Jan 022013

The data buzz-phrase of the current century, “Big Data”, is often approached as a magical construct that one might lash themselves to and, like Odin to the Yggdrasil, walk away with great knowledge after a time – maybe just by being near it. The idea being that using this toolset is THE way for extracting value from your data. I’m not the first to say it, but this is similar to how relational data bases have been sold for years, only now the promise extends out to unstructured and semi-structured data. Pro tip – you still have to manipulate the data to get anything worthwhile from it, and that assumes you collected the right stuff to begin with.


It’s unfortunate that a lot of people in the organizational position to make investments in data infrastructures, technologies, and tools get stuck playing a game of mad libs instead of figuring out what each tool can do and more importantly what they need each tool to do to be useful.  By that I mean that they have a sentence that goes something like “If only I had _____ technology all my _____ problems would be solved”. On the flip side, companies trying to sell Big Data services love these kinds of decision makers, promising them that “cloud based, big data solutions” solve all data problems. I mean, take any kind of data (structured, unstructured, semi-structured) upload it to the cloud, throw it into HBASE, run a map/reduce job against it in Hadoop and BAM! Cool… then what? Cloud storage is infinitely sized, safe, and depending on how much you rent it for, geo-redundant. Problems solved, right? Or are they?


Let’s back up and start…at the beginning. If you have a business that can potentially generate a lot of data (transactional, operational, etc.) you fall into one of two camps: you currently have a ton of data you are warehousing/archiving or you do not have a ton of data (for one or more of several reasons) but now you can once you instrument your systems to spit out proper logs.

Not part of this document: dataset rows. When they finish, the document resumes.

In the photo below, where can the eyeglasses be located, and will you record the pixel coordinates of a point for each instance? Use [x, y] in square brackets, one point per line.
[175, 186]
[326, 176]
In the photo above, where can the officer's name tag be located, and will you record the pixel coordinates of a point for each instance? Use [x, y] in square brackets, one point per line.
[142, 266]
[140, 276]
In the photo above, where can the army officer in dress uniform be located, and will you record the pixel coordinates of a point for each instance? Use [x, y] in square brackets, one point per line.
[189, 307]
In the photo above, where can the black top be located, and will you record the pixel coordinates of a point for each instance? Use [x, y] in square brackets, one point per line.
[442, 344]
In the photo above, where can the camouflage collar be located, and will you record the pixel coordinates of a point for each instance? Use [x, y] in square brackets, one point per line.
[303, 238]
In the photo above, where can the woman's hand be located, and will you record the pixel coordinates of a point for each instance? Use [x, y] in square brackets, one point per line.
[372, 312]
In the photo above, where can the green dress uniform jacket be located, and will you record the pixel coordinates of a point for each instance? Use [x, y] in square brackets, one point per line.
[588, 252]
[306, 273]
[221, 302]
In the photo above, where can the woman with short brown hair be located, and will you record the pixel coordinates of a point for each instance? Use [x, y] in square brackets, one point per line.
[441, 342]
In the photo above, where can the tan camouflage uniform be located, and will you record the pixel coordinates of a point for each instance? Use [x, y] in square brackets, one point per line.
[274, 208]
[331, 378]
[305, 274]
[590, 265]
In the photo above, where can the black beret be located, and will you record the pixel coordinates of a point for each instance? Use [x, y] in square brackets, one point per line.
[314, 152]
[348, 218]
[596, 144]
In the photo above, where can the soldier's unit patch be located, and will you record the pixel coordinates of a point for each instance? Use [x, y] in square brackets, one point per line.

Let’s assume you are in the first camp and have a ton of data. What kind of data have you gathered, and in what format? How much data do you generate every day? Lastly – could you vastly shrink the amount of useful data you gather by applying simple ETL jobs? I’d argue that most organizations (not all) that are looking into big data solutions are actually doing so very prematurely. Just because you can suddenly collect and infinitely store every piece of data your servers generate, the output from your web logs, and all public mentions of your organization on Twitter and Facebook is probably more a curse than a blessing – the concept of infinite storage for cheap promotes an unthinking “dump it in here and we will sort it out later” approach to data collection. It’s true, storage is cheap, but paying developers to pick through the garbage later (often over and over again) is mind-numbingly expensive. A better solution is to structure your data collection intelligently, write ETL jobs that make your data compact and accessible and let your developers spend their time using the data to improve your business instead of (potentially over and over again).


Now switch to the second camp – no data now, but lots ASAP.  What kinds of data can you and should you gather? How should it be structured? What will you do with it? The nature of these questions suggest that trying to choose the tools you will use without an initial grounding in what you can have and what will use the tools for makes the choices premature at best. But the experts you talk to may suggest you just start collecting as much as fast as you can, since storage is cheap and…


This “I have a hammer and everything looks like a nail” approach to capturing and deriving value from data (or data exhaust, as it is sometimes called) by using a particular tool alone is really shortsighted, and a recipe for expensive failure as you hire expensive experts to troll through your piles of garbage looking for gold rather than setting up your organization for successful insights ahead of time. Use the current fixation on big data to promote your data strategy, to get developers instrumenting your products and services deeply, in the hopes that you will soon have a high quality data asset that screams out for some tool to tame it. This may be a big data tool like Hadoop, or it may be a set of perl scripts, or (gasp) an Excel spreadsheet. The point is that Hadoop and the rest are tools to be pointed and fired at specific issues in specific situations. You are not Google, and you probably don’t need the tools Google uses. You do need to be smart about data, which is something the big data buzz has highlighted. The beauty of the current landscape is that if you actually need massive scale processing that fits in the map/reduce paradigm, you can have it. In other words, you are no longer limited (or forced to sample) when you have a large set of data. All the other issues with data quality that have plagued us forever are still present, important (maybe moreso), and in need of attention. Don’t be lulled into a false sense of security just because you have a larger bucket for use in panning – you still have to sift through it all to find the gold, IF you captured enough of the right types of data to begin with.